Athens has repeatedly said that it will tap the markets in the second half of 2014. Market professionals take it for granted that the ESM will guarantee the project’s success by offering some sort of credit line. One of the main scenarios under consideration is for the ESM to support the Greek effort by stating in advance that it will cover a significant part of the state bond issue, to the tune of 33 to 67 percent.
Therefore if Greece proceeds with the issue of five-year bonds to borrow 2 billion euros and ESM states it will cover 50 percent of it, then – depending on the response by private investors – the European Mechanism could proceed to the purchase of bonds up to 1 billion euros. That move would essentially safeguard that the issue would not be left uncovered, with the indirect support convincing even the most skeptical investors to participate in the Greek issue.
Of course such support would come with conditions attached, mainly concerning the implementation of the structural reforms Greece has agreed to in the context of its fiscal streamlining.

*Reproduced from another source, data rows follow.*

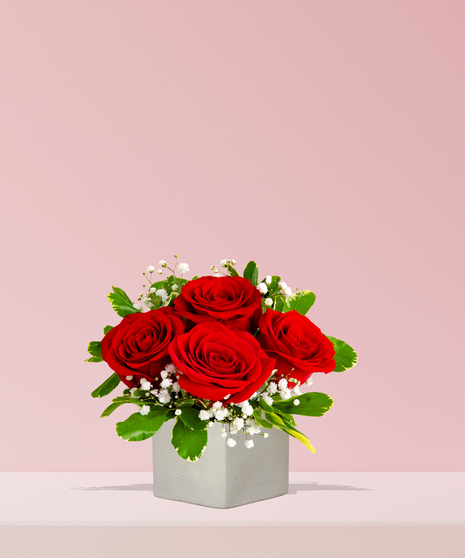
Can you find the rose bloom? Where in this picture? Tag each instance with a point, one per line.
(215, 361)
(138, 345)
(233, 301)
(296, 343)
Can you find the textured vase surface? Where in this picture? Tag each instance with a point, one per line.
(223, 477)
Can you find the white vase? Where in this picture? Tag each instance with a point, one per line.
(223, 477)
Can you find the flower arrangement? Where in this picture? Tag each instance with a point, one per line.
(224, 348)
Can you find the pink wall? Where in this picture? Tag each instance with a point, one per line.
(323, 139)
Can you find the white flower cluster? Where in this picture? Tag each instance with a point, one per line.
(237, 416)
(223, 263)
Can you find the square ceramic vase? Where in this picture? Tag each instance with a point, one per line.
(223, 477)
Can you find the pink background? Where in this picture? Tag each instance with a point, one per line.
(323, 139)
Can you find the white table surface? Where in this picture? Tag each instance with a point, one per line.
(109, 499)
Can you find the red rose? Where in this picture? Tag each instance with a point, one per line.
(138, 345)
(233, 301)
(296, 343)
(215, 361)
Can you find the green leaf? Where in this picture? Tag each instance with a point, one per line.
(139, 427)
(190, 444)
(345, 356)
(301, 301)
(251, 273)
(286, 426)
(312, 404)
(190, 417)
(95, 349)
(121, 303)
(265, 406)
(107, 387)
(107, 412)
(257, 413)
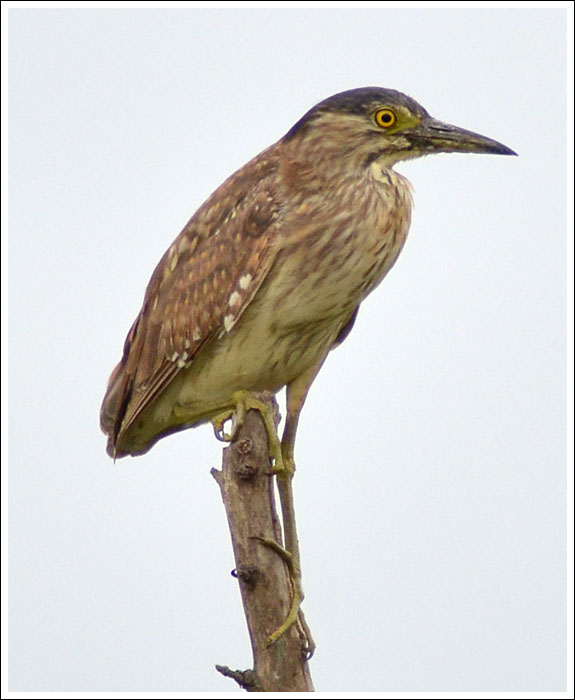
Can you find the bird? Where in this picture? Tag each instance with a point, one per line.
(267, 276)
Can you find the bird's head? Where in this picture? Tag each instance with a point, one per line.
(372, 123)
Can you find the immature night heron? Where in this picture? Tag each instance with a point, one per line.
(267, 276)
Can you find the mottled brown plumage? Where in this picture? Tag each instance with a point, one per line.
(268, 274)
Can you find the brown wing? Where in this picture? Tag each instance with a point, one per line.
(199, 289)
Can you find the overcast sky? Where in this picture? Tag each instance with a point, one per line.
(431, 469)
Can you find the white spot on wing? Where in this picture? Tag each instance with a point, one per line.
(244, 281)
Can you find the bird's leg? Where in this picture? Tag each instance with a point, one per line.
(243, 401)
(284, 469)
(296, 395)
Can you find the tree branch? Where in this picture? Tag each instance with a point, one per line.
(248, 495)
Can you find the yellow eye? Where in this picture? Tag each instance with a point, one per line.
(385, 118)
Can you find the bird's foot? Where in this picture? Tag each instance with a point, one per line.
(243, 402)
(295, 614)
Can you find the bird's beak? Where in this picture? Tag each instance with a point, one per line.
(433, 136)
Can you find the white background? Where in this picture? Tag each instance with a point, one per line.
(431, 468)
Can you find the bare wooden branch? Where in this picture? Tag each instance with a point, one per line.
(247, 492)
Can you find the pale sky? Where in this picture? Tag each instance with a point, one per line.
(430, 489)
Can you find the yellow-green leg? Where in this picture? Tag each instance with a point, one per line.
(284, 469)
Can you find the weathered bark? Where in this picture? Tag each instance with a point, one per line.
(247, 492)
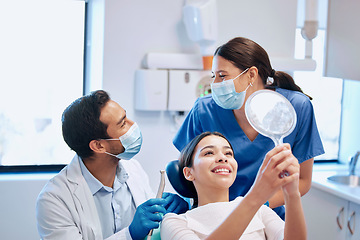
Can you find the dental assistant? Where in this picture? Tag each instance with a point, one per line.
(240, 68)
(103, 193)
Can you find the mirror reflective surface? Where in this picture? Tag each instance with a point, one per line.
(270, 114)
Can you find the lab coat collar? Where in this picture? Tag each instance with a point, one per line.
(85, 205)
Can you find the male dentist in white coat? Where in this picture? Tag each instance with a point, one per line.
(103, 193)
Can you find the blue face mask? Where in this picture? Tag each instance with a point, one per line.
(131, 142)
(225, 95)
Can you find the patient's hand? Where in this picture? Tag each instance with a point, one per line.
(268, 180)
(293, 169)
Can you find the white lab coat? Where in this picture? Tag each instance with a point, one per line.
(65, 208)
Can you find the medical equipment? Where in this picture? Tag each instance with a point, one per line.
(159, 194)
(270, 114)
(200, 20)
(170, 90)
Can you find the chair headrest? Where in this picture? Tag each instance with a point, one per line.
(176, 177)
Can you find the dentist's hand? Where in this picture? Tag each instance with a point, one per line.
(175, 203)
(147, 216)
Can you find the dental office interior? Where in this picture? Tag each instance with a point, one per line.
(148, 55)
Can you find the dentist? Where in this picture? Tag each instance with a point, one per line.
(103, 193)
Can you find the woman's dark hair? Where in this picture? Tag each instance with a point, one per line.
(81, 122)
(186, 158)
(245, 53)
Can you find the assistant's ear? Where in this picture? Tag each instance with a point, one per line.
(253, 73)
(97, 146)
(188, 174)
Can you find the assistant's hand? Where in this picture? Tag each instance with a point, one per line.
(147, 217)
(175, 203)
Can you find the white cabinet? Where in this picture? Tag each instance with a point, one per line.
(330, 217)
(353, 222)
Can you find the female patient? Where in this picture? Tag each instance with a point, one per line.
(208, 161)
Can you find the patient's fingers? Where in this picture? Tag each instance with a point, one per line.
(269, 155)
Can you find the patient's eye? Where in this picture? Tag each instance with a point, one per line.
(229, 153)
(207, 153)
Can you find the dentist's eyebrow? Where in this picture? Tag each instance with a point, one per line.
(122, 119)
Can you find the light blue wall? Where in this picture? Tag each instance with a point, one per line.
(350, 122)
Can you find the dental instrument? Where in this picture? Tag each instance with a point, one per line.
(159, 194)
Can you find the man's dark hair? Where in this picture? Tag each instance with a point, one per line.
(81, 122)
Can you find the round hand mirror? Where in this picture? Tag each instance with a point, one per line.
(270, 114)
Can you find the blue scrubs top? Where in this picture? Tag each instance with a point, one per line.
(206, 115)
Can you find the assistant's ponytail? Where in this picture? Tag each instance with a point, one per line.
(283, 80)
(245, 53)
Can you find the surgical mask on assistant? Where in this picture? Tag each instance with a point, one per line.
(225, 95)
(131, 142)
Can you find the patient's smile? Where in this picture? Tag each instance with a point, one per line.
(221, 170)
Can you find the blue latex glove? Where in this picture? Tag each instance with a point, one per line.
(147, 216)
(174, 203)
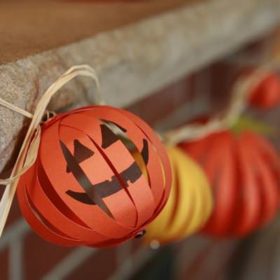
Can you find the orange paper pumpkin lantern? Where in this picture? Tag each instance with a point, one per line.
(87, 187)
(244, 173)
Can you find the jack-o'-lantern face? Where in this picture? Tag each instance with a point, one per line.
(101, 175)
(94, 193)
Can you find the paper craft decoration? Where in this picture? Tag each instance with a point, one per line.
(100, 176)
(189, 204)
(266, 94)
(244, 173)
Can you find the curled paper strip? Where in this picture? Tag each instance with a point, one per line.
(244, 173)
(100, 176)
(189, 204)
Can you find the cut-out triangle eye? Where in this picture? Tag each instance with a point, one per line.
(81, 153)
(108, 136)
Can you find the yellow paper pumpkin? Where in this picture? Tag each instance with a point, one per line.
(189, 204)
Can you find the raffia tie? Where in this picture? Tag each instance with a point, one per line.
(29, 149)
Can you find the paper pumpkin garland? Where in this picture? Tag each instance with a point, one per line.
(244, 173)
(87, 187)
(189, 204)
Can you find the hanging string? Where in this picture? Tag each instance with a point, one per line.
(29, 149)
(240, 93)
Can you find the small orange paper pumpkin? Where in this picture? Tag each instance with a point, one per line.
(87, 187)
(244, 173)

Nevertheless a European Commission document dated December 16, 2013 that emerged on Friday suggested Greece will only make a partial return to the money markets in 2015. In a response to an investigation by the European Parliament on the bailout agreements for eurozone countries, the Commission expressly stated that “the expectation is that market access for Greece could partly resume from 2015.” On Friday a senior officer at Pimco also told German newspaper Suddeutsche Zeitung that the firm is not expecting Greece to return to the market before 2015.
Despite these statements, the messages coming from the international markets point to an eagerness on the part of investors to buy Greek debt again, as they watch the spread between the benchmark 10-year bond with the German 10-year bund continue to drop.